Book Notes: The Child

My daughter was in her high chair.  I was watching her eat.  She was the most miraculous thing that had ever happened in my life.  I liked to watch her even when she smeared porridge on her face or dropped it meditatively on the floor.   My eye came to rest on the delicate convolutions of her ear – those intricate, perfect ears.  The thought passed through my mind: “No, those ears were not created by any chance coming together of atoms in nature (the Communist view).   They could have been created only by immense design.”  The thought was involuntary and unwanted.  I crowded it out of my mind.  But I never wholly forgot it or the occasion.  I had to crowd it out of my mind.  If I had completed it, I should have to say: Design presupposes God.  I did not then know that, at that moment, the finger of God was first laid upon my forehead.

–Page 16 of Witness

I have to confess that I have really been looking forward to this section.  In this weeks reading, we come across Chapter 6 The Child.  This is the smallest chapter to date.  With most of the other chapters we have read up till now are very long, and are broken up by smaller sections.  This chapter is slightly longer than two pages.  Yet, Chambers felt these few pages were important enough to break into their own section.

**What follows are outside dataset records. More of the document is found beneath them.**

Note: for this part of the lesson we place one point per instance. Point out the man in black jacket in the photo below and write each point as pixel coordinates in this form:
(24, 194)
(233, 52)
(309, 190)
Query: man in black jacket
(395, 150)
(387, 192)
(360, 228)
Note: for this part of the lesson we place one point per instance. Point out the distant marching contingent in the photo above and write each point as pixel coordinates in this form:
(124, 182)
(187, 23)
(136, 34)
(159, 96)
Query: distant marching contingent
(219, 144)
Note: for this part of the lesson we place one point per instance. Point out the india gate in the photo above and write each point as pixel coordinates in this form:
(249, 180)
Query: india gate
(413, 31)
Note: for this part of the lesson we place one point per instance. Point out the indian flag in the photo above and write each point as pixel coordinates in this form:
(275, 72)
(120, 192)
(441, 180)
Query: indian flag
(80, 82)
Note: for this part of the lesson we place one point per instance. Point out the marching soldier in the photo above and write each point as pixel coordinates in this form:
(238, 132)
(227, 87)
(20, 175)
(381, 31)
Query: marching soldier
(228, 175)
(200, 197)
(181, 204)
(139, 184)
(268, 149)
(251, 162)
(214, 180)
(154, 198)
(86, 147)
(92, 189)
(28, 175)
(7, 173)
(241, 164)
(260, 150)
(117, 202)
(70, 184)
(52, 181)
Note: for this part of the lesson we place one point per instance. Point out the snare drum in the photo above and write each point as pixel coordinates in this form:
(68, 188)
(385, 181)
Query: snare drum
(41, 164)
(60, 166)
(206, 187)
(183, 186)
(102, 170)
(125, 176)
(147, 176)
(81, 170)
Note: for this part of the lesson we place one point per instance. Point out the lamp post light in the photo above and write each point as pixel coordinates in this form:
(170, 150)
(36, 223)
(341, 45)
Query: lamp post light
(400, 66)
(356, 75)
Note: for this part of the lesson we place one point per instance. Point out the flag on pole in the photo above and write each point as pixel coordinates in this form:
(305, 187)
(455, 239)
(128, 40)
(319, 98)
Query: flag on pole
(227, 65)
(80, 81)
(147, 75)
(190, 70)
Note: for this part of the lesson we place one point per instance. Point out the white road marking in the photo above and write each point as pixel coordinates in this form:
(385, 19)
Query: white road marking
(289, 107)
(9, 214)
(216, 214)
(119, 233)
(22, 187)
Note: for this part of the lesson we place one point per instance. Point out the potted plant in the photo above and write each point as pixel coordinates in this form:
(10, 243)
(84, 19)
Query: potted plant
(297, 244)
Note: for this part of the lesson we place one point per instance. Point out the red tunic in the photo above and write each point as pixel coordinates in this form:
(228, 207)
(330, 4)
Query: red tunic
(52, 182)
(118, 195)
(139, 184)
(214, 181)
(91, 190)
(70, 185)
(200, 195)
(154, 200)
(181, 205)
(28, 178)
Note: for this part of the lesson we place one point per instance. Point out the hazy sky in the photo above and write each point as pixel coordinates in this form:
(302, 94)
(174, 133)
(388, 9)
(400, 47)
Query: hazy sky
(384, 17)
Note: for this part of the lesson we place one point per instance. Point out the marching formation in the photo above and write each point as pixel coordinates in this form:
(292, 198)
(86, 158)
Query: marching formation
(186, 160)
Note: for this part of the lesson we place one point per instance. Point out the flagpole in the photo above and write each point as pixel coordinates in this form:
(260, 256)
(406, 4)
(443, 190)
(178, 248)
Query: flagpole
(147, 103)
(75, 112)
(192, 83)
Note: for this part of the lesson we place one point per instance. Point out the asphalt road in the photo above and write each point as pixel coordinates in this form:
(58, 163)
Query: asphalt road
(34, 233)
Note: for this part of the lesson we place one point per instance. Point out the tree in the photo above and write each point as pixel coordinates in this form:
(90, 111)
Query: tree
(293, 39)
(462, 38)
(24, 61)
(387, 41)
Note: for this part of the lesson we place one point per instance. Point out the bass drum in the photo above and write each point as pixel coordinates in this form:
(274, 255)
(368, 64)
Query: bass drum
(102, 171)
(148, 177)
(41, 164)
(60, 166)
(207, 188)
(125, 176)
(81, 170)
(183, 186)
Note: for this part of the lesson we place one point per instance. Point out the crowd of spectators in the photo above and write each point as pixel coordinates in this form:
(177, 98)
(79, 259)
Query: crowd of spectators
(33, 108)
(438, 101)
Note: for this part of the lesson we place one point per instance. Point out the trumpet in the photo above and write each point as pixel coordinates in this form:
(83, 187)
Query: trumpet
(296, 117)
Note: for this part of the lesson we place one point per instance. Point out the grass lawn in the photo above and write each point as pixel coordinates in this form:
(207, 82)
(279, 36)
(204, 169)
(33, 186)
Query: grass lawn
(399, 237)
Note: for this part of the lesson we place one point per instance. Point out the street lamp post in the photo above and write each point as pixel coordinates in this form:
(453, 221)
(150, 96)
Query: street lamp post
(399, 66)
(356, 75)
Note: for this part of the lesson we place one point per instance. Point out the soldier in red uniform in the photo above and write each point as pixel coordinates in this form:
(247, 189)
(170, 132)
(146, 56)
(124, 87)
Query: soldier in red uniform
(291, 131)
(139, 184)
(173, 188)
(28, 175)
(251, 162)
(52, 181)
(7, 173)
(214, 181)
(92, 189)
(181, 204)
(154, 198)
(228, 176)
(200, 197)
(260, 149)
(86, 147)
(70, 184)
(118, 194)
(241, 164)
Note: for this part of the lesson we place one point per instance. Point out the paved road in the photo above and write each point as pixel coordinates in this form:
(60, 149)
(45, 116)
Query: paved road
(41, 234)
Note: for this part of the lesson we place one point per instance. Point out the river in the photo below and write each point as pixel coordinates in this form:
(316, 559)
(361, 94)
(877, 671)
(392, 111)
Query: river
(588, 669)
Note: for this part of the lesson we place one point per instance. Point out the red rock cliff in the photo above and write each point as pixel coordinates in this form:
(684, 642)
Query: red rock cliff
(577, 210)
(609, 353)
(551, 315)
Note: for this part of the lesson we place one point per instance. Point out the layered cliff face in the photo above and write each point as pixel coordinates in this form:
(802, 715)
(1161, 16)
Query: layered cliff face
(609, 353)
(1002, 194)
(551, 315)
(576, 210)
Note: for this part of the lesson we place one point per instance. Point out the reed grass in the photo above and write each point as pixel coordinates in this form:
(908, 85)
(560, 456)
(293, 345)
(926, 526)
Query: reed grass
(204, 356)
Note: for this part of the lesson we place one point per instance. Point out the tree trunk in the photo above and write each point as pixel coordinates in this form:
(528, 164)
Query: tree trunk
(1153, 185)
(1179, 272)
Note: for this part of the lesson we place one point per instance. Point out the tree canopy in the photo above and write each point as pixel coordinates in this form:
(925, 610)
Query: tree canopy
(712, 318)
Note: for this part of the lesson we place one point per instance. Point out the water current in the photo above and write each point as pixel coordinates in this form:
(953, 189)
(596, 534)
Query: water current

Earlier in Witness Chambers explains that Communism requires atheism.  You can not believe in God and be a good communist.  The Communist believes that man is the smartest of all beasts and is free to do whatever is necessary to further the aims of Communism.  Torture, murder, and worse are all allowed.  In some cases they are even required.  In the forward to Witness (entitled Letter to My Children) Chambers explains, “A Communist breaks because he must choose at last between irreconcilable opposites – God or Man, Soul or Mind, Freedom of Communism.”

So what causes a communist to break with the communist faith?  What causes an atheist to discover God?  From the reading, I have to believe Chambers journey was at least in part due to his own children.  I have two children of my own and am convinced they were both blessings from God.  Becoming a parent has taught me many things, as it also taught Chambers many things I am sure.  However, in Chambers case, he was lead from the darkness into the light.

The Communist party frowned on allowing their members to have children.  Chambers himself agreed with his brother who said, “For one of us to have a child would be a crime against nature.”  Even when his wife became pregnant he felt this was true.  Chambers argues that there was enough misery in the world and in his own family for it to be wrong for him to have children. And yet, Chambers longed for children.  He was able to convince his “boss” in the apparatus to allow him and his wife to keep the child.

Chambers writes of walking the streets waiting for his child to be born.  The childbirth itself was apparently very difficult for his wife. He went to look at their baby in the nursery and returned to his wife.  He then writes:

I went back to my wife who was no longer only my wife but the mother of our child — the child we all yearn for, who, even before her birth, had begun, invisibly, to lead us out of that darkness, which we could not even realize, toward the light, which we could not even see.